Chi l’ha fatta appassionare alla poesia?

Giorgio Baffo è stato il primo poeta che abbia mai letto. Ora ho altri autori di riferimenti ma lui mi ha aperto un mondo, la sua è una poesia scherzosa ma di satira sociale, una poesia con dei messaggi, che incontra il pubblico.

Come attirarli i ventenni di ora verso qualcosa che non sia il tronista di turno propinato dalla tv? Come si fa, secondo lei, a far loro scoprire la poesia?

L’unico modo che abbiamo per fargliela conoscere è andarli a cercare i giovani, è l’entusiasmo che li attira, ne vengono contagiati.
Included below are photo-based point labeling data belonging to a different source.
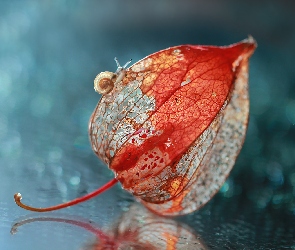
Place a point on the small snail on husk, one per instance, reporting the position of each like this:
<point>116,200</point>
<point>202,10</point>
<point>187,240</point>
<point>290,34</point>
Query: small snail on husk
<point>171,126</point>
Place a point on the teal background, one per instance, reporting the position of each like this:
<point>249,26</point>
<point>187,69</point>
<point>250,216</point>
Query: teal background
<point>50,52</point>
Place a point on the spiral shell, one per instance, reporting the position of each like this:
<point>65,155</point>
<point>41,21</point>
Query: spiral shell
<point>104,82</point>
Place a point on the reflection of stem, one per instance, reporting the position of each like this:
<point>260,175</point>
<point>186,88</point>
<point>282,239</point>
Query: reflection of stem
<point>86,225</point>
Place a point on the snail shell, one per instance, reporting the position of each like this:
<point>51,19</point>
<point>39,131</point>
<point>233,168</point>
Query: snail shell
<point>104,82</point>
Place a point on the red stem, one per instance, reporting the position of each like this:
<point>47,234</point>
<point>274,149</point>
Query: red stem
<point>18,197</point>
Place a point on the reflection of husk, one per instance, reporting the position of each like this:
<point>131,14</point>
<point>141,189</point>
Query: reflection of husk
<point>141,229</point>
<point>136,229</point>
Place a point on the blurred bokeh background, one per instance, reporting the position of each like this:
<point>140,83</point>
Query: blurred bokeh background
<point>50,52</point>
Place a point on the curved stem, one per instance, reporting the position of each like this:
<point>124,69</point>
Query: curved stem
<point>18,197</point>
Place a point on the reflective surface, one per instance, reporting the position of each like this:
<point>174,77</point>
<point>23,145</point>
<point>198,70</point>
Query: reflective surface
<point>49,55</point>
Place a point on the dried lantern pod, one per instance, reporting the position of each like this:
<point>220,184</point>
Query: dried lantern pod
<point>171,126</point>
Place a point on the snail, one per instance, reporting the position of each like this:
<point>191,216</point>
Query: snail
<point>171,125</point>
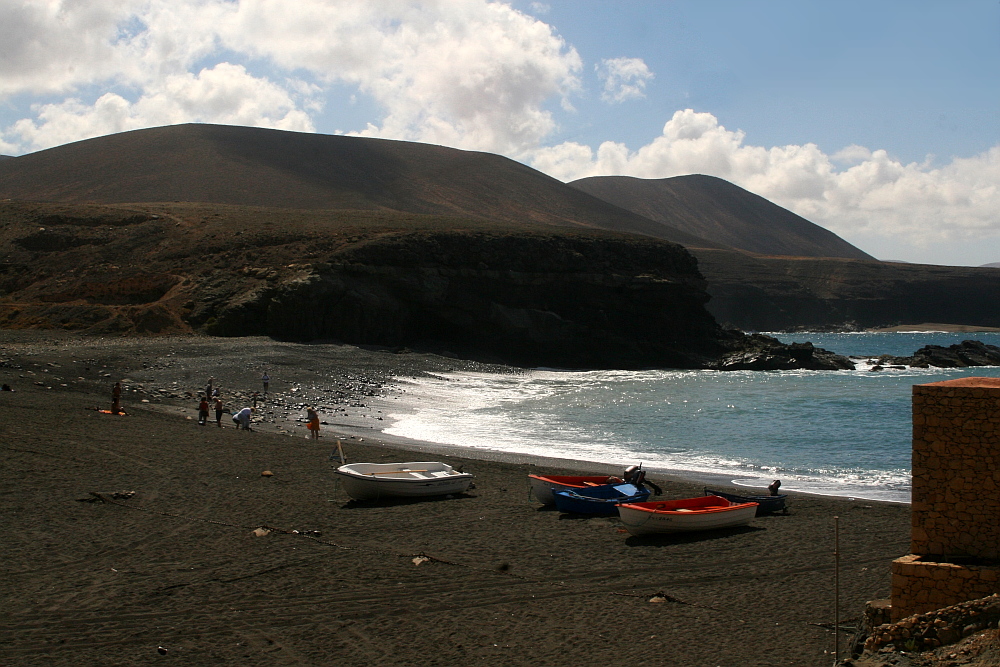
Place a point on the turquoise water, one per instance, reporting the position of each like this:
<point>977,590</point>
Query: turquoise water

E per questo che punto alla divulgazione, l’unica arma per ottenere la comprensione del pubblico. Sono convinto che quella che sto conducendo sia un strada percorribile. Verso una cultura dell’ascolto. Molti giovani che avrebbero la vocazione per la scrittura in versi spesso ne sono spaventati. E spesso invece ricalcano i luoghi comuni. Non si leggono fra loro, non si ascoltano. E questo fatto non ha precedenti.

Da dove trae ispirazione per i suoi scritti?

Da quello che vedo per strada e il paradosso in generale, dalla distanza che le persone mettono tra le cose; solo per il fatto che sono a duemila chilometri di distanza non si interessano di alcuni avvenimenti, invece il poeta può aiutare le persone a immaginare, ad accorciare le distanze, a immedesimarsi.